Oni (鬼(おに)) est un terme japonais qui désigne une catégorie générique de yōkai, des créatures du folklore et des légendes du Japon

Présent dans la littérature et les arts, religieux et folkloriques, notamment les sutra bouddhique, le théâtre, la littérature classique, jusqu’à la culture infantile, aux mangas et aux séries d’animation, ce monstre est une figure absolument incontournable de la culture japonaise

La figure de l'oni a été popularisée à l’international par l’intermédiaire de productions artistiques comme les masques de hannya dans le théâtre nō.

Histoire

En Chine

Selon le sinologue Shinji Komada, en Chine, le terme 鬼 (guǐ) désigne des esprits ou des âmes de défunts qui apparaissent sous une forme humaine, souvent sous les traits d'une jeune femme décédée. Ces esprits, parfois dotés d'une beauté exceptionnelle, reviennent dans le monde des vivants pour rechercher l'affection des êtres humains. Il existe de nombreuses histoires dans la littérature chinoise relatant ces rencontres entre vivants et esprits.

Par exemple, dans le récit de la dynastie Tang intitulé Cáiguǐ jì (才鬼記), une jeune femme fantôme cherche l'amour auprès des vivants, tandis que d'autres histoires comme le récit intitulé "Le Manteau rouge" dans le recueil Sōshin-ki (捜神記) des Six Dynasties décrivent des fantômes éprouvant de la tristesse lors de la séparation avec les vivants. Certains récits vont même jusqu'à raconter des esprits qui reviennent à la vie, donnent naissance à des enfants, ou continuent à entretenir une relation intime avec un vivant, ce qui conduit généralement à la mort de celui-ci.

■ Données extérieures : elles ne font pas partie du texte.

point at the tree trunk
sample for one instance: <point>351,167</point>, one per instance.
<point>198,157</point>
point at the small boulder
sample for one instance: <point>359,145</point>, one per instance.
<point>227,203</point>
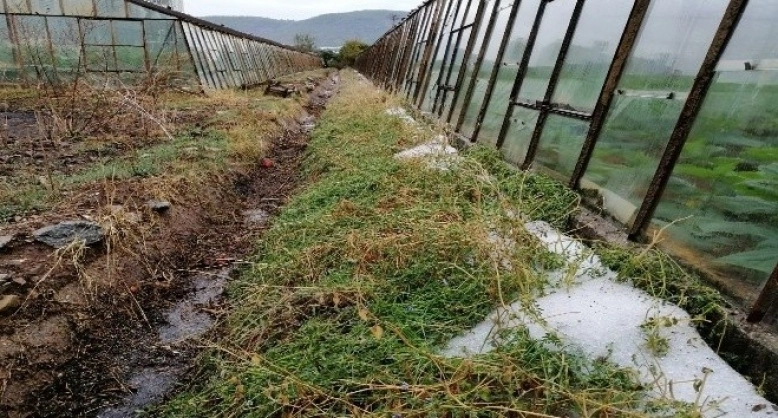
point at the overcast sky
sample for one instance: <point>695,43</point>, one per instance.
<point>290,9</point>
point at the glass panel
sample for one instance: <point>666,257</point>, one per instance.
<point>138,12</point>
<point>160,41</point>
<point>127,32</point>
<point>100,58</point>
<point>184,57</point>
<point>110,8</point>
<point>97,32</point>
<point>130,58</point>
<point>522,125</point>
<point>205,81</point>
<point>561,143</point>
<point>211,58</point>
<point>34,43</point>
<point>556,20</point>
<point>17,6</point>
<point>205,54</point>
<point>469,68</point>
<point>439,60</point>
<point>727,177</point>
<point>509,67</point>
<point>473,12</point>
<point>66,43</point>
<point>591,52</point>
<point>456,67</point>
<point>8,69</point>
<point>46,7</point>
<point>672,44</point>
<point>487,66</point>
<point>79,8</point>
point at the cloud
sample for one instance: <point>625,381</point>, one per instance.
<point>290,9</point>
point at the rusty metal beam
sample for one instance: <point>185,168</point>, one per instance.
<point>429,47</point>
<point>534,143</point>
<point>477,66</point>
<point>688,115</point>
<point>519,80</point>
<point>495,71</point>
<point>473,39</point>
<point>767,300</point>
<point>439,30</point>
<point>616,70</point>
<point>454,39</point>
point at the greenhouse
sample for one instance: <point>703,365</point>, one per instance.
<point>660,112</point>
<point>50,41</point>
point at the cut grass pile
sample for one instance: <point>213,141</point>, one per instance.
<point>231,133</point>
<point>373,267</point>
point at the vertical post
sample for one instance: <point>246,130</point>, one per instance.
<point>532,150</point>
<point>477,65</point>
<point>767,300</point>
<point>688,115</point>
<point>452,40</point>
<point>619,64</point>
<point>432,50</point>
<point>519,80</point>
<point>495,71</point>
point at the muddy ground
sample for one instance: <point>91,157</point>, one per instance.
<point>107,335</point>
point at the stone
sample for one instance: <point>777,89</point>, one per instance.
<point>256,216</point>
<point>65,233</point>
<point>9,302</point>
<point>5,240</point>
<point>159,205</point>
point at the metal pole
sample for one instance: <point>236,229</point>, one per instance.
<point>495,72</point>
<point>767,300</point>
<point>619,64</point>
<point>532,150</point>
<point>519,80</point>
<point>468,53</point>
<point>688,115</point>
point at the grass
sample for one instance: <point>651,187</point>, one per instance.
<point>373,267</point>
<point>232,136</point>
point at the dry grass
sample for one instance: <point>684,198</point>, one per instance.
<point>373,268</point>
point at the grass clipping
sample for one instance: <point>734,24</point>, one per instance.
<point>373,268</point>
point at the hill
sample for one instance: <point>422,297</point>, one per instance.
<point>329,29</point>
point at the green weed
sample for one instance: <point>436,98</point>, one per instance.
<point>372,268</point>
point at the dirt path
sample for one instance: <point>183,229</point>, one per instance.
<point>81,351</point>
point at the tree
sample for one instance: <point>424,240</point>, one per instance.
<point>351,50</point>
<point>305,42</point>
<point>330,58</point>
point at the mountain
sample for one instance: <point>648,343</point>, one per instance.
<point>328,29</point>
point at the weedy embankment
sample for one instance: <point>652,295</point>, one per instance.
<point>374,266</point>
<point>166,176</point>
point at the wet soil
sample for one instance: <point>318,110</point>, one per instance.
<point>107,344</point>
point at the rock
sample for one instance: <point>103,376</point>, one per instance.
<point>9,302</point>
<point>64,233</point>
<point>159,205</point>
<point>5,240</point>
<point>256,216</point>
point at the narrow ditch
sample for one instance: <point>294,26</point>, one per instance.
<point>117,360</point>
<point>193,317</point>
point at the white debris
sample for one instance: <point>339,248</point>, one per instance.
<point>438,154</point>
<point>594,314</point>
<point>402,114</point>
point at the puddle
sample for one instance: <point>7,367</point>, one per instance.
<point>185,321</point>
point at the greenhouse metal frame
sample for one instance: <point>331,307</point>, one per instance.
<point>55,40</point>
<point>660,112</point>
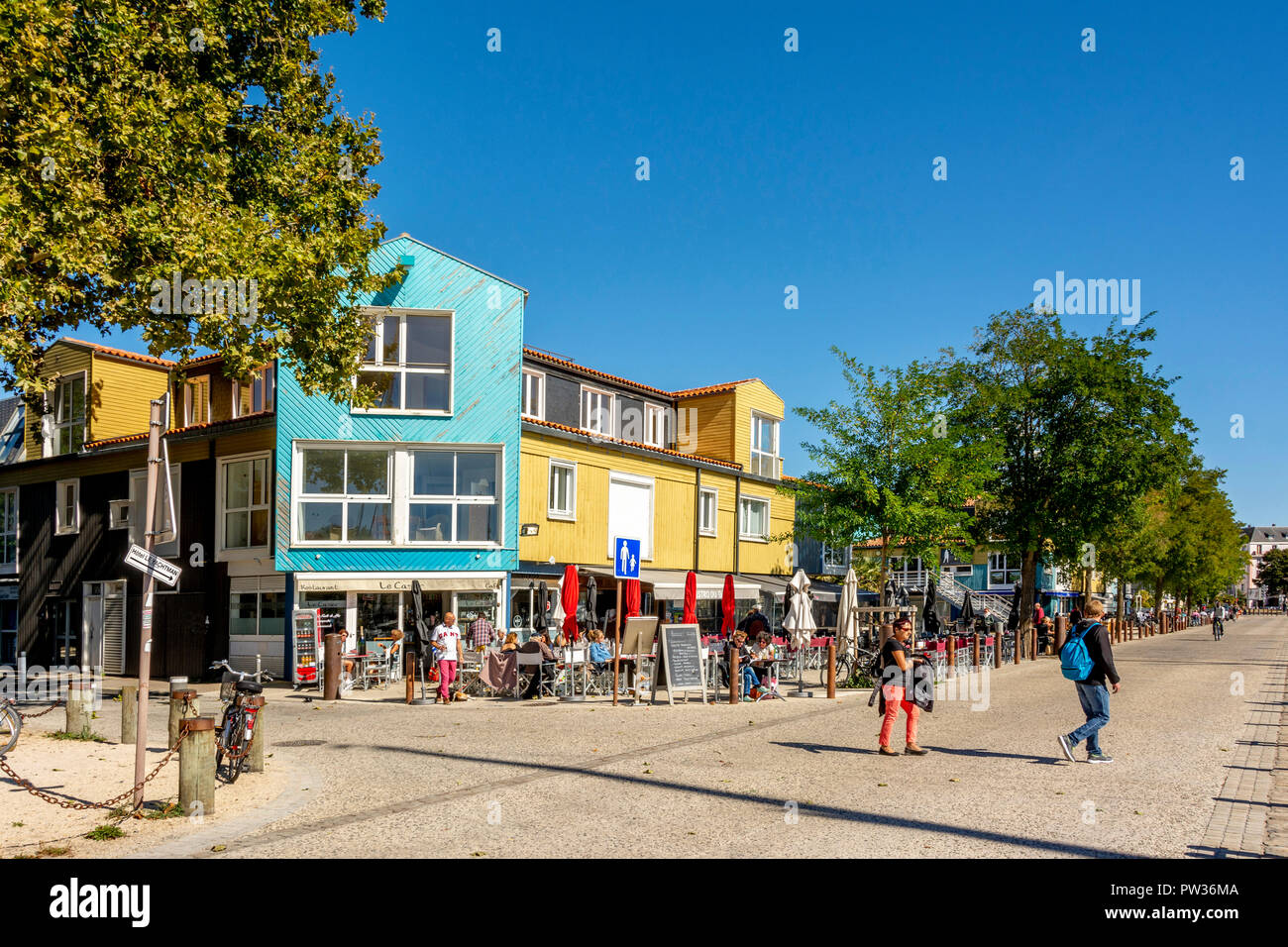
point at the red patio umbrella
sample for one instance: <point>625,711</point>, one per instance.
<point>691,598</point>
<point>726,607</point>
<point>571,592</point>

Au Japon, on trouve des cas similaires où le terme « oni » est utilisé dans le sens de « fantôme ». Par exemple, Fujiwara no Sanesuke a écrit dans son journal que Fujiwara no Yorimichi, grand chancelier, était tombé malade à cause du kiryō (鬼霊), l'esprit fantôme de son oncle Fujiwara no Michitaka. De même, Fujiwara no Yorinaga a attribué la maladie de l'empereur retiré Toba à l'emprise de l'oni de son grand-père, l'empereur retiré Shirakawa.

Dans l'illustration de la légende japonaise Kibi Daijin Nitō Emaki (吉備大臣入唐絵巻), on voit l'oni Abe no Nakamaro apparaître sous forme d'un esprit au corps nu, avec un pagne rouge, une corne sur la tête, des cheveux hérissés, une peau rouge vif, une grande bouche avec des dents acérées, et trois doigts à chaque mains et pieds. Ce type d'apparition démontre l'influence des représentations chinoises sur la perception des esprits au Japon.

Par ailleurs, en Chine, le caractère 鬼 ne se limite pas seulement aux âmes des défunts mais englobe également tous les êtres surnaturels ou monstrueux. Selon Shigeki Kaizuka, le caractère chinois 鬼 est composé de « 由 » et de « 人 », représentant une personne portant un masque large. Ce caractère symboliserait les chamanes des temps anciens, portant des masques lors des rituels spirituels, manifestant ainsi une transformation en entités surnaturelles.

Influence du taoïsme : Le kimon

Selon le taoïsme chinois et l’Onmyōdō ésotérique, les voies du yin et du yang, la direction nord-est est appelée le kimon (鬼門 ; "porte du démon") et considérée comme une direction porte-malheur par laquelle les mauvais esprits passaient. Basé sur la symbolique des douze animaux du zodiaque aux directions cardinales, le kimon était également connu sous le nom d' ushi-tora (丑寅), ou "direction du bœuf et du tigre". Une hypothèse qui tend à expliquer la présence de cornes de bovin, mais aussi les griffes, la mâchoire d’un fauve ainsi que le large pagne en peau rayée du tigre présent chez l'oni.

Les temples sont souvent construits face à cette direction, par exemple, Enryaku-ji a été délibérément construit sur le mont Hiei qui était dans la direction kimon (nord-est) de Kyoto afin de garder la capitale, et de même Kan'ei-ji a été construit dans cette direction depuis le château d'Edo. Les bâtiments japonais peuvent parfois avoir des indentations en forme de L au nord-est pour se tenir à la direction inverse de l'oni. Par exemple, les murs entourant le palais impérial de Kyoto ont des coins crantés dans cette direction.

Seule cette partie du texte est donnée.